The lecture will focus on the origins and early years of private colleges in the Czech Republic. Polišenská’s earlier research on this topic will be supplemented by the findings in the framework of her Fellowship investigating the impact of underground universities on the post-communist transformation of tertiary education in Czechia. The private higher education in Czechia, preconditioned by the collapse of Communism, was part of the post-communist transformation and was impacted by the dynamic international changes in higher education in the late 1990s and by the accession of the Czech Republic to the EU in 2004.
The first private higher education institutions were founded in early 1990s with idealism, enthusiasm, inexperience, they were also businesses and actors of the emerging free market economy. It was not until 1998 that a new Higher Education Act legalized them. Up to that point, the colleges had perceived themselves and had acted as a college but legally were just providers of re-qualification courses.
The lecture will address these selected issues:
1. What were the main processes and decisions of the post-communist transformation of higher education in the Czech Republic?
2. What were the preconditions (political, social, economic, international) and motivations of the emergence of private higher education institutions in the Czech Republic?
3. Why and how were private colleges established in the Czech Republic?
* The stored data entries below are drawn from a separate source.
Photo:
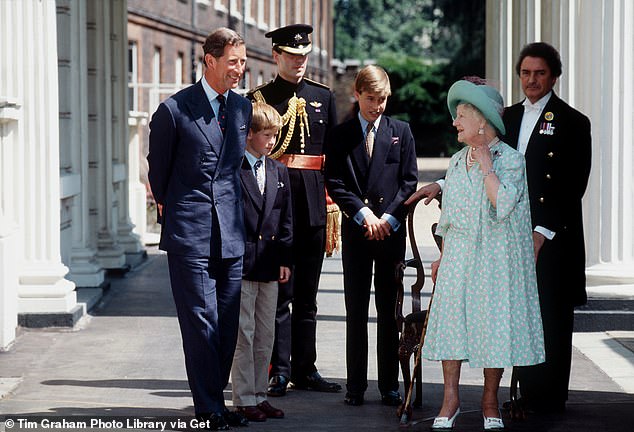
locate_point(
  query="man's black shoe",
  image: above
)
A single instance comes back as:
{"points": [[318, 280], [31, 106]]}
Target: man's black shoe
{"points": [[353, 399], [391, 398], [277, 386], [315, 382], [235, 418], [211, 422]]}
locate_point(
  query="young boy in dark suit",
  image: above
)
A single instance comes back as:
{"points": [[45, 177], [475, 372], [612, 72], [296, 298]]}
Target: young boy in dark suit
{"points": [[370, 171], [267, 260]]}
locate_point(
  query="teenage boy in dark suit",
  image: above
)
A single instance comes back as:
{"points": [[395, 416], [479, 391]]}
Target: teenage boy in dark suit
{"points": [[267, 261], [370, 171]]}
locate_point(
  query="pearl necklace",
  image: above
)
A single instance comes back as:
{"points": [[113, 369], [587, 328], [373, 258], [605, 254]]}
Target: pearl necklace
{"points": [[470, 159]]}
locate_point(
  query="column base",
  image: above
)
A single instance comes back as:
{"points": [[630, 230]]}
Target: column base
{"points": [[52, 319]]}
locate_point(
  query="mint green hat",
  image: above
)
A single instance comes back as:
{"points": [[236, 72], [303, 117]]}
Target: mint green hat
{"points": [[485, 98]]}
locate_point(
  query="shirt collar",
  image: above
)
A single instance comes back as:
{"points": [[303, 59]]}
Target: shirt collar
{"points": [[539, 105], [364, 123], [252, 159], [210, 92]]}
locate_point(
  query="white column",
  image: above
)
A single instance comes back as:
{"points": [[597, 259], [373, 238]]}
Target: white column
{"points": [[596, 41], [126, 237], [610, 206], [35, 200], [136, 189], [78, 248], [9, 234], [103, 205]]}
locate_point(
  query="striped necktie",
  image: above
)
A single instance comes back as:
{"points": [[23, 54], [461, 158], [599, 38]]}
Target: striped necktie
{"points": [[222, 113]]}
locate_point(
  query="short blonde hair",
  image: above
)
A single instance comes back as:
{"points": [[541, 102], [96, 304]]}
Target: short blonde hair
{"points": [[265, 117], [373, 79]]}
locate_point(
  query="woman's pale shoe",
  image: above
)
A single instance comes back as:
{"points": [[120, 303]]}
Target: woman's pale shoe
{"points": [[493, 423], [445, 423]]}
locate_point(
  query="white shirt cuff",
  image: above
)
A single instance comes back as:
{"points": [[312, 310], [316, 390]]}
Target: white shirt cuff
{"points": [[545, 232]]}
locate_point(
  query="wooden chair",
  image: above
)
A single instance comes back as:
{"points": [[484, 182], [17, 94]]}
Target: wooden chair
{"points": [[412, 325]]}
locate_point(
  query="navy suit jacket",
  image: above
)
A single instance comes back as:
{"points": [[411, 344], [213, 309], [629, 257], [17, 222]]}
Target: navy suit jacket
{"points": [[269, 222], [557, 171], [194, 173], [383, 183]]}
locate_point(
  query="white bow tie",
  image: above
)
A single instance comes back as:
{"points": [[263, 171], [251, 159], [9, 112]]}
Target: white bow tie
{"points": [[531, 107]]}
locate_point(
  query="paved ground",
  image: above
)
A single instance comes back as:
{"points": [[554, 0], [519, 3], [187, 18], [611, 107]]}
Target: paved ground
{"points": [[124, 362]]}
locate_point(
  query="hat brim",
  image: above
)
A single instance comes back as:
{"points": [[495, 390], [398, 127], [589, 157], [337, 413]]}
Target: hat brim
{"points": [[468, 92], [301, 50]]}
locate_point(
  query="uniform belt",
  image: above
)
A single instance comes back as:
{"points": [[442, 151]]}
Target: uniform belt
{"points": [[303, 161]]}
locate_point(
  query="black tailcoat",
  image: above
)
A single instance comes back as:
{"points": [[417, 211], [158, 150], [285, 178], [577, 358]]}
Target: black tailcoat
{"points": [[557, 167]]}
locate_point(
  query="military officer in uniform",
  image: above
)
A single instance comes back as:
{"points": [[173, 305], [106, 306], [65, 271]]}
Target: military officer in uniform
{"points": [[308, 112]]}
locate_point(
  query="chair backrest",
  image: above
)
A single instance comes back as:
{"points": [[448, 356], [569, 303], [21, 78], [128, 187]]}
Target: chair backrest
{"points": [[417, 263]]}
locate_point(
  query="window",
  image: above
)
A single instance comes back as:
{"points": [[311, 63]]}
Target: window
{"points": [[178, 71], [156, 66], [133, 77]]}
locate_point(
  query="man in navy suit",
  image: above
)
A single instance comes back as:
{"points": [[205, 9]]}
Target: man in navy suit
{"points": [[370, 171], [556, 142], [197, 142]]}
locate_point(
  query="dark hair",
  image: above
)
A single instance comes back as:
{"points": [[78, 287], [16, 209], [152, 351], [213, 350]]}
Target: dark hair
{"points": [[218, 39], [541, 50]]}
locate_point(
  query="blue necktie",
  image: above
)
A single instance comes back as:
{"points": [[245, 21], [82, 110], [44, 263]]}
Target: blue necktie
{"points": [[222, 113], [259, 175]]}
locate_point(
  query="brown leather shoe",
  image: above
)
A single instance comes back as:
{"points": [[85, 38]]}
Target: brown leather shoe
{"points": [[270, 411], [252, 413]]}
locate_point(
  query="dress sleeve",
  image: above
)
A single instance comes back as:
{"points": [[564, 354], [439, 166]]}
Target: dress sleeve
{"points": [[511, 170]]}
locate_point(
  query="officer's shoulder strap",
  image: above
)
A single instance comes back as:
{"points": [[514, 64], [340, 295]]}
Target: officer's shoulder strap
{"points": [[316, 83], [256, 93]]}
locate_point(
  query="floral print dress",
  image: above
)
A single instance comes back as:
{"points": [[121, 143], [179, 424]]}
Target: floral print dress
{"points": [[485, 308]]}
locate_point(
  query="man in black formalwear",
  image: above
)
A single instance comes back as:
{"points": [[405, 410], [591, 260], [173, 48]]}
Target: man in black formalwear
{"points": [[308, 112], [555, 139]]}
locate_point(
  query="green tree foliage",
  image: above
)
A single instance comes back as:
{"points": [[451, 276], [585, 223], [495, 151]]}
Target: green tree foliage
{"points": [[419, 93], [425, 45]]}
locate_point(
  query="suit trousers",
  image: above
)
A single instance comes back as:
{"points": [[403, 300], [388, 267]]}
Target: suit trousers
{"points": [[250, 370], [359, 256], [547, 383], [207, 296]]}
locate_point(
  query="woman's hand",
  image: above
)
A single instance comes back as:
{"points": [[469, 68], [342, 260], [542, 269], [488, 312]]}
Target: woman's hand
{"points": [[482, 155], [434, 269]]}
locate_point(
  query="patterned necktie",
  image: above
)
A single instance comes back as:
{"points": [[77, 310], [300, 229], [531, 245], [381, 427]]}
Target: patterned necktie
{"points": [[259, 175], [369, 139], [222, 113]]}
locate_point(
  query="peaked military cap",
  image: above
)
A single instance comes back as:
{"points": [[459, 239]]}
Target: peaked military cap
{"points": [[292, 38]]}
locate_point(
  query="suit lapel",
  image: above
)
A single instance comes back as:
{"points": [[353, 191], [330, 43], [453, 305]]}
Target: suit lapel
{"points": [[538, 140], [270, 188], [203, 115], [250, 184]]}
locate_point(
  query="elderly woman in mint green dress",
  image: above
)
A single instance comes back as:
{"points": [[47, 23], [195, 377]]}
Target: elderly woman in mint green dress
{"points": [[485, 309]]}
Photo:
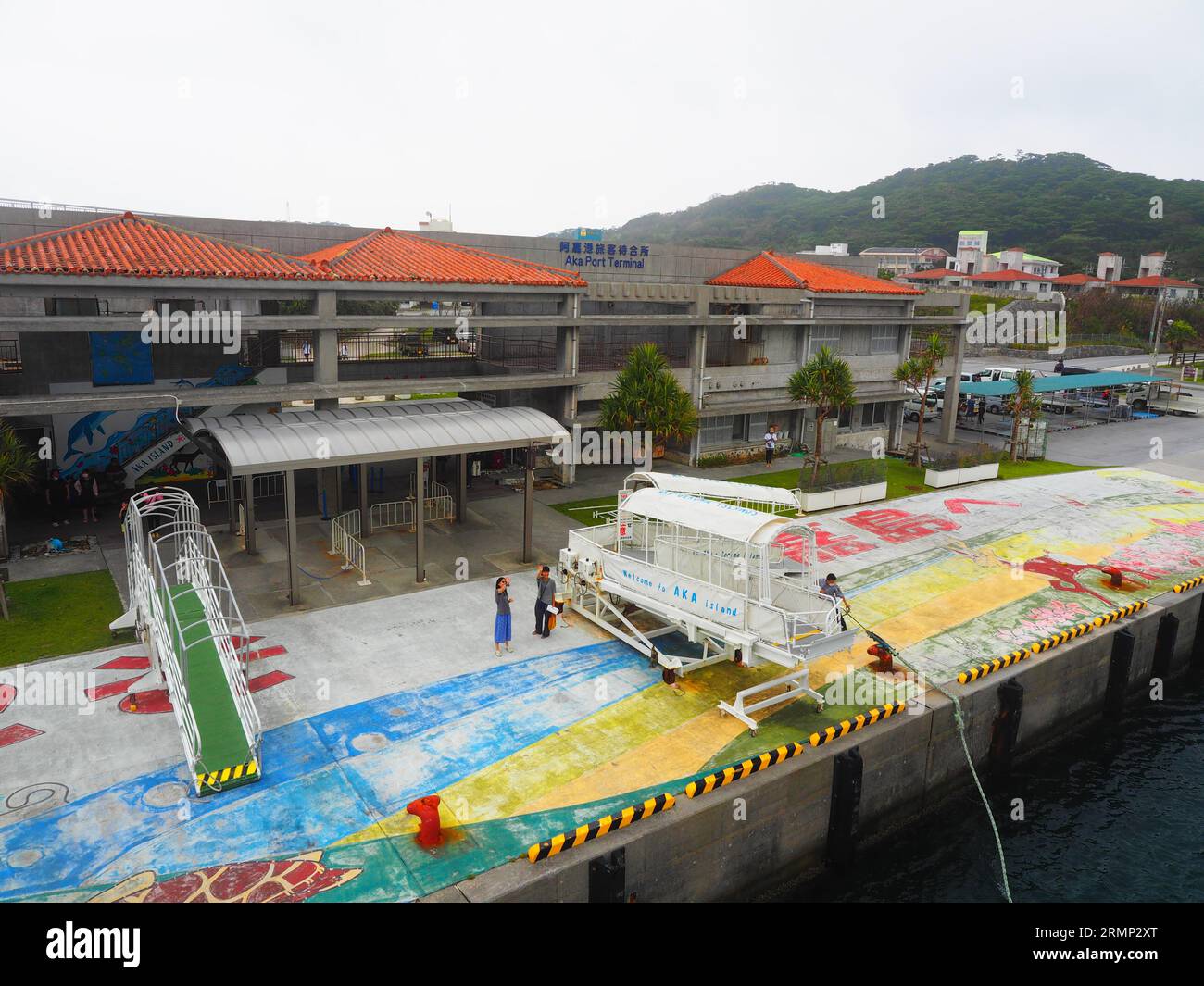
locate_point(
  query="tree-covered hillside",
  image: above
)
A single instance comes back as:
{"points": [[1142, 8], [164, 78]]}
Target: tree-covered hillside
{"points": [[1064, 206]]}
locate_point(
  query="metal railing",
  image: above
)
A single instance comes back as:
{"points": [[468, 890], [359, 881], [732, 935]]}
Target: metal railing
{"points": [[10, 356], [345, 541], [263, 486], [378, 345], [395, 513]]}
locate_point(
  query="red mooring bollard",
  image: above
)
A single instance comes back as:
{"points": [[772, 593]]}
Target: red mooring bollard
{"points": [[426, 810], [885, 658]]}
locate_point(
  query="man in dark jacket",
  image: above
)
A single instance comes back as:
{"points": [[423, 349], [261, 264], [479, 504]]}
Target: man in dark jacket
{"points": [[546, 595]]}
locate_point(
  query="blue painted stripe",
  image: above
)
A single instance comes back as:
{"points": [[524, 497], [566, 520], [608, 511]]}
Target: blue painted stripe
{"points": [[320, 786]]}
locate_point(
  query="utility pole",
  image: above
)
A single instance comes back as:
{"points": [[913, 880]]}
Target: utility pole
{"points": [[1156, 328]]}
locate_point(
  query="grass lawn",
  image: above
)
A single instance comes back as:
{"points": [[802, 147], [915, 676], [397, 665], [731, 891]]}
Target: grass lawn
{"points": [[64, 614], [901, 481]]}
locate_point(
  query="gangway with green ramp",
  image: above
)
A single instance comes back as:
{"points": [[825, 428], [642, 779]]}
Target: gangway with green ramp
{"points": [[183, 608]]}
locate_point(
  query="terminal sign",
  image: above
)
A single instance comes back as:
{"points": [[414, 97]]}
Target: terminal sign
{"points": [[577, 253]]}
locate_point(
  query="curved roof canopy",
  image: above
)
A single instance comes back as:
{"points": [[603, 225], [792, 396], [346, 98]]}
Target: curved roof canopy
{"points": [[253, 447], [356, 412], [709, 516], [721, 489]]}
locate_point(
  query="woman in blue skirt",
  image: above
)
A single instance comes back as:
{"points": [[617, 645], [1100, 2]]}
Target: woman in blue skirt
{"points": [[502, 621]]}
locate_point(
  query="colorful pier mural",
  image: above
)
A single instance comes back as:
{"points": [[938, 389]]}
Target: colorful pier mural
{"points": [[372, 705]]}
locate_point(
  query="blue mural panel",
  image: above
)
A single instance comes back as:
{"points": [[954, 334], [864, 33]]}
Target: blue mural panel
{"points": [[119, 357]]}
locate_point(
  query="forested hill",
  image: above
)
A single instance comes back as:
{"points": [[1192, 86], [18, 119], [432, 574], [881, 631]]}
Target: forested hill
{"points": [[1064, 206]]}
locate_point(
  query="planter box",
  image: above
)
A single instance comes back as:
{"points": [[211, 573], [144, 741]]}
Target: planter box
{"points": [[958, 477], [825, 500]]}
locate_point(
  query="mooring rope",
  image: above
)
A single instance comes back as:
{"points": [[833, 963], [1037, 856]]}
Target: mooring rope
{"points": [[959, 721]]}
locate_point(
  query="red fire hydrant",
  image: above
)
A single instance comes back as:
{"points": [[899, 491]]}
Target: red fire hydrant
{"points": [[426, 810]]}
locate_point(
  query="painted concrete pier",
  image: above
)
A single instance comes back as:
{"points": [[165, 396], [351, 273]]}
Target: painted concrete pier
{"points": [[372, 705]]}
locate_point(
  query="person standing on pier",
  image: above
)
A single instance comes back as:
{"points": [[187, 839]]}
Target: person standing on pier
{"points": [[832, 590], [546, 595]]}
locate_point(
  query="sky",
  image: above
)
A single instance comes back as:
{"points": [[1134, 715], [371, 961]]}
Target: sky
{"points": [[528, 119]]}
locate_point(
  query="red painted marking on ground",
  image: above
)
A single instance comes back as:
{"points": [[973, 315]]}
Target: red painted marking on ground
{"points": [[17, 733], [148, 702], [959, 505], [125, 664], [112, 688], [268, 680]]}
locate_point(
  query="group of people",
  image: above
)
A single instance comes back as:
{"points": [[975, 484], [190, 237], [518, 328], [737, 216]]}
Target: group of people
{"points": [[546, 608], [63, 495]]}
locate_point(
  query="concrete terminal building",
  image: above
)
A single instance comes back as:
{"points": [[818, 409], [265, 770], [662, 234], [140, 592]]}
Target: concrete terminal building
{"points": [[332, 312]]}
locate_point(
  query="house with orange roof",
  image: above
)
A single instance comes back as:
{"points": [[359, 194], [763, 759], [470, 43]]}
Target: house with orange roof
{"points": [[332, 313]]}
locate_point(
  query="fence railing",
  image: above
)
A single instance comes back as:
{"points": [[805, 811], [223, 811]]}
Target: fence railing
{"points": [[263, 486], [10, 356], [381, 344], [345, 541]]}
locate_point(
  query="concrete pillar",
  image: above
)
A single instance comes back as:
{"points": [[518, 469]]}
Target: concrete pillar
{"points": [[698, 308], [567, 345], [365, 517], [232, 504], [248, 513], [290, 511], [952, 389], [528, 502], [461, 489], [420, 523]]}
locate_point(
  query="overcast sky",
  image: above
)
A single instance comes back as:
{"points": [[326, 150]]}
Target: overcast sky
{"points": [[529, 117]]}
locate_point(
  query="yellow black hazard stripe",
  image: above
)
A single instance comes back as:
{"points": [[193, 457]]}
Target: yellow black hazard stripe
{"points": [[859, 722], [710, 781], [595, 830], [215, 779], [1047, 643]]}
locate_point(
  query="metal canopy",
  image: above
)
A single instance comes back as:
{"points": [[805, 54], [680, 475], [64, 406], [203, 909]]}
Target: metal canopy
{"points": [[706, 516], [249, 447], [376, 409], [1052, 384]]}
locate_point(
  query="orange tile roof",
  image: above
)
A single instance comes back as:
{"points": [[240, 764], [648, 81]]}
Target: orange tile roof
{"points": [[390, 256], [1152, 281], [137, 247], [775, 269]]}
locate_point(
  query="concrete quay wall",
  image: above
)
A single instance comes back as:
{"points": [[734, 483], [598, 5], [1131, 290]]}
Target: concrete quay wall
{"points": [[699, 852]]}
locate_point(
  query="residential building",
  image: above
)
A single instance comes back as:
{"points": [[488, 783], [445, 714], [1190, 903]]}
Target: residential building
{"points": [[330, 313], [901, 260]]}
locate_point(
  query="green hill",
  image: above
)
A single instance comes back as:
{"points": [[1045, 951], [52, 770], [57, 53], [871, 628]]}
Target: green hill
{"points": [[1064, 206]]}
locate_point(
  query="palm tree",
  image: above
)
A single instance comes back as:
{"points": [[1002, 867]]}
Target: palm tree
{"points": [[646, 396], [826, 381], [916, 372], [1024, 405], [19, 466], [1179, 336]]}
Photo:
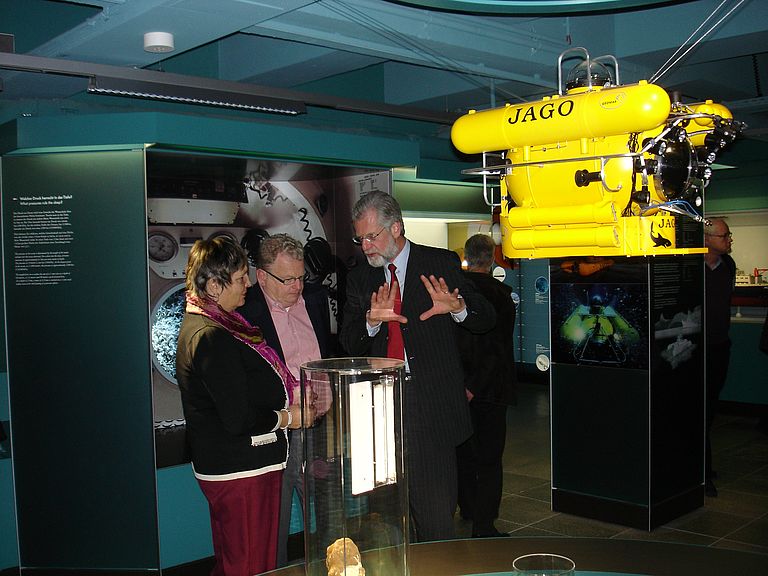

What were the driving forces behind the founders? How was the perception of the private colleges and the response on their existence?
4. How did the private colleges integrate into the Czech higher education environment?
Milada Polišenská is a Professor of history and international relations at the School of International Relations and Diplomacy, Anglo-American University in Prague.
IWM Permanent Fellow Ludger Hagedorn will provide the introduction and commentary.